I didn't think about it in this way before. But today I did some test and finally hit the performance issue. Surprisingly, it is not about I/O, but CPU.
I am planning to do a standard deviation calculation on some 4 million data item. Each data item has 50 columns, and 4,032 samples. So basically it need to handle 200 million data item, echo of which has about 4K samples.
I began my experiment with this and found out that it took me 39 minutes to finish the calculation. What? This calculation is supposed to run every 1 hour, and I probably going to handle 100 million data item, and possibly 50 K samples.
I suspected this was because Vertica has problem not to use enough memory to cache the intermediate result. I got more than 100G RAM on each of the Vertica node, but it only used 12G for the calculation.

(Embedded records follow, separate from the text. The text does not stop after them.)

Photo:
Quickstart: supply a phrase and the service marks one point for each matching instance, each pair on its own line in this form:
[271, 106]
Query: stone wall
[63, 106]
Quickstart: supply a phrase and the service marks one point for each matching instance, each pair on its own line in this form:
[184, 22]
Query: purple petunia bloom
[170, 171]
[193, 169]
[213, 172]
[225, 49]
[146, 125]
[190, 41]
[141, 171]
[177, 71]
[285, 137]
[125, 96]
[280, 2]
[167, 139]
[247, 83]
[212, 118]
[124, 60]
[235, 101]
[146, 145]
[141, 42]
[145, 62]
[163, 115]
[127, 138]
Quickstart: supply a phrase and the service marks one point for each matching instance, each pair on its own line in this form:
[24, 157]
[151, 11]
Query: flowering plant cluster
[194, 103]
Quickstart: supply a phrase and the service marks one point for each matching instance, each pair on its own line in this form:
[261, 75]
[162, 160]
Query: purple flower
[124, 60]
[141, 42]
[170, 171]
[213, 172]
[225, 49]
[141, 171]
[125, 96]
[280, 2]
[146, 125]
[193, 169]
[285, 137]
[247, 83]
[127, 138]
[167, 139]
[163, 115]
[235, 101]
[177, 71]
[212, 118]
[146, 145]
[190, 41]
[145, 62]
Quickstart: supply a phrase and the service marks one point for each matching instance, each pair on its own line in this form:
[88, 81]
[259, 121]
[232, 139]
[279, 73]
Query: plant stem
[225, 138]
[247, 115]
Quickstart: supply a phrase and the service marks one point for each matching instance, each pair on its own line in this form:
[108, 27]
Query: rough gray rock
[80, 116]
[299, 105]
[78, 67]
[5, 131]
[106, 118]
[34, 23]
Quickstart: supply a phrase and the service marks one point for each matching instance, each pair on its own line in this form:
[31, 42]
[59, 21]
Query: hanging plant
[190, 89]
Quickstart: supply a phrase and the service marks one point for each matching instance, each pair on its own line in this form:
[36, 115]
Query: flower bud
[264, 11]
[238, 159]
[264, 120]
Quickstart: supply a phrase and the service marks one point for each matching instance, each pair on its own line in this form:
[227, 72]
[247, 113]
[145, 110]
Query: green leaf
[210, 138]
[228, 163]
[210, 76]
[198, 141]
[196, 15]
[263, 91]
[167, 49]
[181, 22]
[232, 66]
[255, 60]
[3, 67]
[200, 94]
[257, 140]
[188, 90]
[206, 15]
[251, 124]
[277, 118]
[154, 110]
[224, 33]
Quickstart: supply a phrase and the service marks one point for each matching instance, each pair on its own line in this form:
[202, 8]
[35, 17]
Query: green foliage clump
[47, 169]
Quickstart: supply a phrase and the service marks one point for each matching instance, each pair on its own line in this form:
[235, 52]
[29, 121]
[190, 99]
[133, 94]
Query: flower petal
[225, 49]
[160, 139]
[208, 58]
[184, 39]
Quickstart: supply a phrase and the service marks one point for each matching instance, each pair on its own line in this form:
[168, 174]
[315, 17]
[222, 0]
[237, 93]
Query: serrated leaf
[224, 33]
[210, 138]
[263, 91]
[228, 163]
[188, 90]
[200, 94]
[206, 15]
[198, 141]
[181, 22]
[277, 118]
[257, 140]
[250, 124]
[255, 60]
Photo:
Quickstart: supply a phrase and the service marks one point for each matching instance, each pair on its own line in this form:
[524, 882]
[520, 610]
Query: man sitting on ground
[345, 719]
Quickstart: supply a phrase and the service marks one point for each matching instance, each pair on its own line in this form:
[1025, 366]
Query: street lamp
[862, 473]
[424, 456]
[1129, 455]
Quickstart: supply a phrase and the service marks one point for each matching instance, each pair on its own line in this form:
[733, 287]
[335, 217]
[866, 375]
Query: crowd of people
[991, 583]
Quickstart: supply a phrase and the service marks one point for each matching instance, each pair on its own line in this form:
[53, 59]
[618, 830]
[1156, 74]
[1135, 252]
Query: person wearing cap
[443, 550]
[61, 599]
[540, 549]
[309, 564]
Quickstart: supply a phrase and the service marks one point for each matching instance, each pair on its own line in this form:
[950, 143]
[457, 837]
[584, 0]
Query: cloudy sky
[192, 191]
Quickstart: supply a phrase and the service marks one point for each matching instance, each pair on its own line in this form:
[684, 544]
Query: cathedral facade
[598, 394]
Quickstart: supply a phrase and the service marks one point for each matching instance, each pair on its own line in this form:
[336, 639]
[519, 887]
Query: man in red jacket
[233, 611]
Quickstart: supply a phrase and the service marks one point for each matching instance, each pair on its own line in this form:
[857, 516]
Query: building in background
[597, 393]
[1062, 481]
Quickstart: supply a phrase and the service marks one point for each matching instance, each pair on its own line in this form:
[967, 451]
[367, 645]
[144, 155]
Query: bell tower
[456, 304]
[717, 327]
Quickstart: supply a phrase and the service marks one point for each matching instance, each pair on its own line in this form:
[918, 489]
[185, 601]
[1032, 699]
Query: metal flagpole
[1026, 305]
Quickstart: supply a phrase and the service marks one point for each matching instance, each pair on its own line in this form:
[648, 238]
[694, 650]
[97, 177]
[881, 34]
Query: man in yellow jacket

However, after I did a simple match, I found out it 12G was all it needed.
To verify this, I did the following two tests.
Test 2a: do the calculation on only one column. It took 3 minutes.
Test 2b: do the calculation on all columns but don't distinguish the data items. Which means the results will be 50 double values, instead of 200 millions values. It took 27 minutes to finish.
Obviously, this was not about how to use memory, but about traversing the data. When I looked into the result on Linux top command, it clearly showed me that CPU has big work load, which made the system load up to 30 or even 40 sometimes. My system has 24 CPU/cores, system load as 30 means full workload on the CPU/cores.